Not only is the divergence on pension investment returns for the same asset class surprisingly large, our analysis has identified that underperformance is in many cases persistent and long lasting. This can have a very large impact on your retirement income.
Consider the following example; let’s assume you have a current fund of €500,000, are making €2,000 per month pension contributions (between employee and employer) and intend to retire in 15 years’ time. In total you will have invested €860,000 over the 15 years.
We have used data from Money mate to extract the last ten year pension investment performance, across the providers for their ‘Balanced Managed Fund’ which is widely used in Irish Group and Individual Pensions. The performance figures are net of annual management charges.

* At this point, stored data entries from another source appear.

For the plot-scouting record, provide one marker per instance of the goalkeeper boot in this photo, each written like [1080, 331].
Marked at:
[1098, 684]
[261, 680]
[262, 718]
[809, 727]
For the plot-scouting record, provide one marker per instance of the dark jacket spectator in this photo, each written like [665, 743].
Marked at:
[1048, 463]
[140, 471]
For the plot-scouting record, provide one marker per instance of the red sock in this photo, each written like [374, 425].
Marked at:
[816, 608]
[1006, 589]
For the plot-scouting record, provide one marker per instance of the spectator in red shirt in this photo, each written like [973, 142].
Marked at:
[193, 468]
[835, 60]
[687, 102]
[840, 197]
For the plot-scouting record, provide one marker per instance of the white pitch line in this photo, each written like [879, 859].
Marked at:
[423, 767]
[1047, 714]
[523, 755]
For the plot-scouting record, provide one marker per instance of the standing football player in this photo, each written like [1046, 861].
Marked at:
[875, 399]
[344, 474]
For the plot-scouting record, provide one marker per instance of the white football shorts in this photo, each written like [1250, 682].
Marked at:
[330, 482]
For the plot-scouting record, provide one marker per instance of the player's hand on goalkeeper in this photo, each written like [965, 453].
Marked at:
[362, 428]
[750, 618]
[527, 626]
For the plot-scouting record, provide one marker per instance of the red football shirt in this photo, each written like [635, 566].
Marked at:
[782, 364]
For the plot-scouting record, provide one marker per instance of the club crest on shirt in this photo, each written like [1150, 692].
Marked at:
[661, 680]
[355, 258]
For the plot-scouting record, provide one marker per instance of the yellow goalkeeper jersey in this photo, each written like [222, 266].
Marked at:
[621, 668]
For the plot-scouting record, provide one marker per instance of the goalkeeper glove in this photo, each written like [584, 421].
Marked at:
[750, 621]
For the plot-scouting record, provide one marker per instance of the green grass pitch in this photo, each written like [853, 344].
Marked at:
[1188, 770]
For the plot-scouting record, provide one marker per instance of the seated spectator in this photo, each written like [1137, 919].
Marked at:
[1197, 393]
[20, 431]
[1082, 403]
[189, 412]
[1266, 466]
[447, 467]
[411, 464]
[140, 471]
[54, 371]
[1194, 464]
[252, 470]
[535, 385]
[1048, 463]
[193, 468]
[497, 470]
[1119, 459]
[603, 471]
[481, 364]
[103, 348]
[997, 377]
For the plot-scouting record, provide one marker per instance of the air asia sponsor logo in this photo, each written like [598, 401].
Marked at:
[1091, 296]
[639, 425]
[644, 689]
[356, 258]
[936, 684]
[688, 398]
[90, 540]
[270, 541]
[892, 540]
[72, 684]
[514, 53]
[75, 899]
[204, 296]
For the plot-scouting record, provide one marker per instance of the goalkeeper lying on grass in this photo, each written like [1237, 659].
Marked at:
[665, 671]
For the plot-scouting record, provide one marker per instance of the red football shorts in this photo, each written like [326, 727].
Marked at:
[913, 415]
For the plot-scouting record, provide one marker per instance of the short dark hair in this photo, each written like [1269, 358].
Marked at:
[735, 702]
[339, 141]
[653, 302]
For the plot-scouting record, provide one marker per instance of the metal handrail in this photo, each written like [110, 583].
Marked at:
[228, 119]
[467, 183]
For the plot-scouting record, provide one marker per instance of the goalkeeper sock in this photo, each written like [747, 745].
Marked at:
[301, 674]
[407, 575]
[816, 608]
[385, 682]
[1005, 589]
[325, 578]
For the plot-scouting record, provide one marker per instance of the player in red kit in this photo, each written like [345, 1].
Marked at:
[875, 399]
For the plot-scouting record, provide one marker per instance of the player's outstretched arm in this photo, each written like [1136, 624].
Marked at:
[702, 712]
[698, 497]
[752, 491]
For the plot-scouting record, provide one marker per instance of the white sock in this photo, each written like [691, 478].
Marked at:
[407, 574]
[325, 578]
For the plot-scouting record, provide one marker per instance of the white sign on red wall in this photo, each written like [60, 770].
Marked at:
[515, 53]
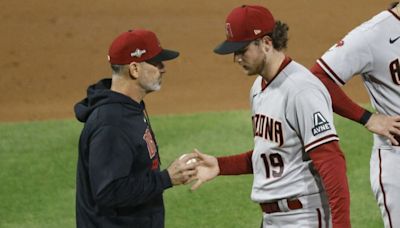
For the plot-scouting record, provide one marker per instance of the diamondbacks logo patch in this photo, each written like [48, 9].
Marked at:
[320, 124]
[151, 146]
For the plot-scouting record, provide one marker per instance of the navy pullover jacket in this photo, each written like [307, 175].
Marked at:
[119, 182]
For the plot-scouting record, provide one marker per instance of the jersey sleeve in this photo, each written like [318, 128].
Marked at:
[309, 112]
[349, 57]
[341, 103]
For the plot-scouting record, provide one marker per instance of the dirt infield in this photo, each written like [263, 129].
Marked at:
[52, 50]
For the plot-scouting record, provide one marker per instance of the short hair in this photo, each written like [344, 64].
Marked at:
[117, 69]
[279, 35]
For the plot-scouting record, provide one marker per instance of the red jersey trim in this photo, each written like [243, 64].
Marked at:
[330, 72]
[394, 14]
[285, 62]
[383, 190]
[321, 141]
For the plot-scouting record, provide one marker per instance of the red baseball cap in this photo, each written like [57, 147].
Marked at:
[138, 45]
[243, 25]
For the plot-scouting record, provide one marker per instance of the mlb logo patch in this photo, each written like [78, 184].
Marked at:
[320, 124]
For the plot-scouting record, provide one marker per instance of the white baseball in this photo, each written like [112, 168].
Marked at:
[190, 161]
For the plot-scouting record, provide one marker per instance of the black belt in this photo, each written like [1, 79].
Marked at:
[274, 206]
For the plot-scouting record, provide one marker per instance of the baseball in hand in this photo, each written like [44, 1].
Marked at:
[190, 161]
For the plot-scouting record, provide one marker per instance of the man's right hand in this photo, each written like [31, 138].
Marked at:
[181, 171]
[388, 126]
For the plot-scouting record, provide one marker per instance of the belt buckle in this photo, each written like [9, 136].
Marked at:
[283, 205]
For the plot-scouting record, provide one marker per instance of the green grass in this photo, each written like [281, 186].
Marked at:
[38, 166]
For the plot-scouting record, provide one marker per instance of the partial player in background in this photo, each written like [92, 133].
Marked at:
[372, 50]
[119, 181]
[296, 161]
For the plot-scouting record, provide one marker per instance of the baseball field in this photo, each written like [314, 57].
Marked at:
[52, 50]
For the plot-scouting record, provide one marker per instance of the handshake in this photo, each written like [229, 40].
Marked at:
[192, 167]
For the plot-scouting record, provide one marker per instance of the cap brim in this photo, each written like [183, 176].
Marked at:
[164, 55]
[229, 47]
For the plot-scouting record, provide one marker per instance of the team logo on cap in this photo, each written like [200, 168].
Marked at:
[138, 53]
[257, 31]
[228, 30]
[320, 124]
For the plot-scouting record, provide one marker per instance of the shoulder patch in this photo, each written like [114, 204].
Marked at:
[320, 124]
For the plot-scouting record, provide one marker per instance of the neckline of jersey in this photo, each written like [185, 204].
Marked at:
[284, 63]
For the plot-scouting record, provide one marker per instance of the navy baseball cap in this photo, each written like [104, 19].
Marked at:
[138, 45]
[243, 25]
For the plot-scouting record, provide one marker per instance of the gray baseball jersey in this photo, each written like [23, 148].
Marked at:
[291, 116]
[373, 50]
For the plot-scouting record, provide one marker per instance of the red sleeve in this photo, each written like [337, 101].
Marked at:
[329, 162]
[236, 164]
[341, 103]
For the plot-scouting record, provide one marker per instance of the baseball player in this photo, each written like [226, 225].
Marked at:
[372, 50]
[296, 161]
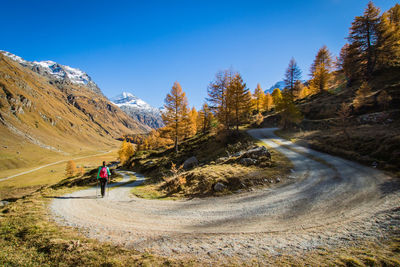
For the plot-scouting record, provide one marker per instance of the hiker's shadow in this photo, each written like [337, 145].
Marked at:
[70, 197]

We compare how the example above would work for three different scenarios i.e. for the best performer– Company B , the ‘Market Average’ of the 11 funds reviewed and the worst performer i.e. Company A
As the graph shows there is a considerable difference using the example above. With Company A, your pension is €839,150 after 15 years, which is €20,850 less than your total investment, whereas with the ‘Market Average’ your pension grows to €1,327,581 (a gain of over €460,000). If you had invested with Company B, the best company, your total investment of €860,000 would have given you a total pension pot of €1,836,995. This additional €976,995 for a similar fund and risk level is a considerable difference to your retirement fund!
As there is very little mobility between pension fund managers in Dublin, there does not appear to be any realistic mechanism for ‘mean reversion’ so underperformance can and does persist.
Bottom line is you need to make sure your investment manager is not consistently in the bottom quartile. The effect on your retirement pot could be huge. If you find that your current provider is bottom quartile we suggest you take prompt remedial action.